One thing that I missed badly when I moved from Michigan, other than friends, was the Lebanese food. For those who has never tried it, Lebanese food is mild and flavorful without being hot. It is dry–no sauces or gravies–with lentils, and kebabs and meats akin to dry barbecue. It is subtly spicy and filling and perfectly portable–as in pita wrapped sandwiches. In addition to mom & pop restaurants, there was a chain restaurant which served excellent Lebanese food (yes, chain restaurant!), well at least in my opinion. I must have tried most of their menu (where raw meat was not included) but my all time favorites to this day are Chicken Shawarma (equivalent to grilled chicken pita wrap) and Majadra (lentils and bulgur wheat, eaten with pita bread and yogurt). I have seen many variations in spelling ranging from Mjadra to Mujaddara. I believe it depends on the region and whether rice or wheat is used. For a trove of info on this look up Wikipedia.
As I no longer has access to that wonderful food, I attempted making it at home. But my research on Google, most food blogs, cookbooks gave me the version with lentils and rice. There were a few with bulgur, but did not seem to yield the end product I had in mind. So I tried to figure out what must have been used to achieve that flavor balance. Garlic and Cumin for sure, maybe black pepper or red pepper for heat? I tweaked this combination, adding some and taking away some. All of which passed the taste test of my guinea pig (aka husband). But the best I liked and which was very close to the restaurant kind was with Garlic, Cumin, Salt and a pinch of Red Pepper flakes.
What you need (for 2 servings, and a bit more):
1/3 cup Bulgur (coarse, if available)
1 cup Brown lentils, cleaned, washed and soaked for 1 hour
1 tbsp Cumin powder
1 large clove of Garlic
1/2 tsp Red Pepper flakes, or to taste
Salt to taste
Greek yogurt, beaten until runny
Sumac (optional, can be substituted with Paprika)
Parsley for garnish
2 Black tea bags* (optional, see note below)
2 large Onions** (sweet/yellow onions) for caramelization
* I used a couple of tea bags in the water to cook lentils and bulgur to get a rich brown color.
** You may want to make a bigger batch as they take a while to caramelize. You can use them in so many ways….Omlette topped with caramelized onions, anyone?
- Slice the onions and spread them in a wide pan heated on medium-high with 2-3 tbsp oil.
- Once the onions start turning golden at the edges, bring the heat down to medium low and toss to spread the caramelization.
- Add a pinch of sugar to aid the caramelization process and cook of low for 15-20 minutes, until the onions are soft and uniformly brown.

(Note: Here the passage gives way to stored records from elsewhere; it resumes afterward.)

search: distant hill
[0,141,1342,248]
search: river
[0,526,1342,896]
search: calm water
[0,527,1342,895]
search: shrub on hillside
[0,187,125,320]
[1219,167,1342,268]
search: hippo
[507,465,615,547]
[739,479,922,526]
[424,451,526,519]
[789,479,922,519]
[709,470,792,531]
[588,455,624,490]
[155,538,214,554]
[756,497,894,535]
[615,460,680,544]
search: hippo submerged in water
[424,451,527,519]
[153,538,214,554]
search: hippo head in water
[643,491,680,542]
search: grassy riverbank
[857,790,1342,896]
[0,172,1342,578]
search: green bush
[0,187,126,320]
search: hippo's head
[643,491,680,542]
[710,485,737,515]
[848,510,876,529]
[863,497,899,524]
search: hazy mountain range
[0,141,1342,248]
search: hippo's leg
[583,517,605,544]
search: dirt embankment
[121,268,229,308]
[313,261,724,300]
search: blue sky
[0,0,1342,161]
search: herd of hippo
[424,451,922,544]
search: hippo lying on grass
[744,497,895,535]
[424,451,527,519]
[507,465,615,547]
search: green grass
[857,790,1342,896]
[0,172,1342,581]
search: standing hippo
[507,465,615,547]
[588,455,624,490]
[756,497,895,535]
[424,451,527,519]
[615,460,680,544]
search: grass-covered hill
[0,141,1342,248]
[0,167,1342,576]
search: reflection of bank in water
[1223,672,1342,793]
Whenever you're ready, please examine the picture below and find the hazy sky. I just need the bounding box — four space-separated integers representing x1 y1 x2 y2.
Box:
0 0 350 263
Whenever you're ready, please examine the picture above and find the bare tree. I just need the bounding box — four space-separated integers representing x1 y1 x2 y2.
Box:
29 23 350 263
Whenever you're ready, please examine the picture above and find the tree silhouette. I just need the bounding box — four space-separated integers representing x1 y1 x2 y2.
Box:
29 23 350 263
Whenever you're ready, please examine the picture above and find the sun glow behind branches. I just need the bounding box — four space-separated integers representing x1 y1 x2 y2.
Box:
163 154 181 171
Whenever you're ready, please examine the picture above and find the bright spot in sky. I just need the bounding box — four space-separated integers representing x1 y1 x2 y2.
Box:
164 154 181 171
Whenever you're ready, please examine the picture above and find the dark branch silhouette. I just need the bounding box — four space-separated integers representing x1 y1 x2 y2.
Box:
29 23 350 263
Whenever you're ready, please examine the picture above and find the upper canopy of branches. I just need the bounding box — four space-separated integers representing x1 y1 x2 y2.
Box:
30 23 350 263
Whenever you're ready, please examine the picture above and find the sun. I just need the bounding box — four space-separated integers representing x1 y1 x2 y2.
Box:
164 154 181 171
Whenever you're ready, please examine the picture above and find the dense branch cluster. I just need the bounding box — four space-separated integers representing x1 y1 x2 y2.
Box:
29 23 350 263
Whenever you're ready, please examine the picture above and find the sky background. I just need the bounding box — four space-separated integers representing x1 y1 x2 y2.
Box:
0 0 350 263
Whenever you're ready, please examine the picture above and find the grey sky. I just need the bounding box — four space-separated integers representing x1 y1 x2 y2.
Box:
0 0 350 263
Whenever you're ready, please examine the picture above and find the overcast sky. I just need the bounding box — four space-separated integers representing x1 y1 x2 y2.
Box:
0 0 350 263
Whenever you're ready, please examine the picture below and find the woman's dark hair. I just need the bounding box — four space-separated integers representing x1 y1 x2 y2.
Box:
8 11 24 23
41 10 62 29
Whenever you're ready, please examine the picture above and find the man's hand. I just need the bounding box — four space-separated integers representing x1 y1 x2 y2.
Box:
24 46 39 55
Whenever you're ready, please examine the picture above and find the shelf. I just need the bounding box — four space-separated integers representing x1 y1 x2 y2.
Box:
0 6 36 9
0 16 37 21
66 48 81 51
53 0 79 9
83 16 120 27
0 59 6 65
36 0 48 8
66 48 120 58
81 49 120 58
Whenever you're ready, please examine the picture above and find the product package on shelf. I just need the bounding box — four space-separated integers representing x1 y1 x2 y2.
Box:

- Meanwhile in a large enough pot, add 3 cups of water and enough salt so that it tastes like sea water.
- Once boiling add a tea bag, and the soaked lentils.
- On medium heat boil the lentils for 20 minutes or so until tender but not mushy.
- Remove the tea bag and drain excess water.
- While lentils are cooking, bring 1 cup water to boil in another pot with a pinch of salt.
- Once boiling add a tea bag and infuse the color.
- Remove the tea bag and add a tablespoon of oil and bulgur.
- Bring the heat down to medium and let simmer, covered, until all water is absorbed, about 10-12 minutes. When done bulgur should be soft but a bit chewy.
- If any excess water is present at this stage, strain and spread it on a wide plate, drizzle a tablespoon of oil and fluff with a fork. The goal is to allow the bulgur to stay separate and not clump up.
- In a wide non-stick skillet, add about 4 tbsp oil and heat on medium.
- When hot, grate the garlic clove directly into the oil and saute until fragrant.
- Add the cumin powder and black pepper powder and red pepper flakes and lightly fry for a couple of minutes.
- Now add the bulgur and let it saute for 4-5 minutes or until the aromatics incorporate with bulgur and it turns lightly darker.
- At this stage add the cooked lentils, and fold carefully avoiding clumps.
- Taste and adjust seasoning as necessary.
- Top it with generous amounts of caramelized onions and garnish with parsley. Eat with beaten yogurt sprinkled with Sumac or Paprika.
- Best served with warm Pita bread–Cut the pita into half and fill the pocket with Majadra. Drizzle yogurt and top it with caramelized onions and parsley.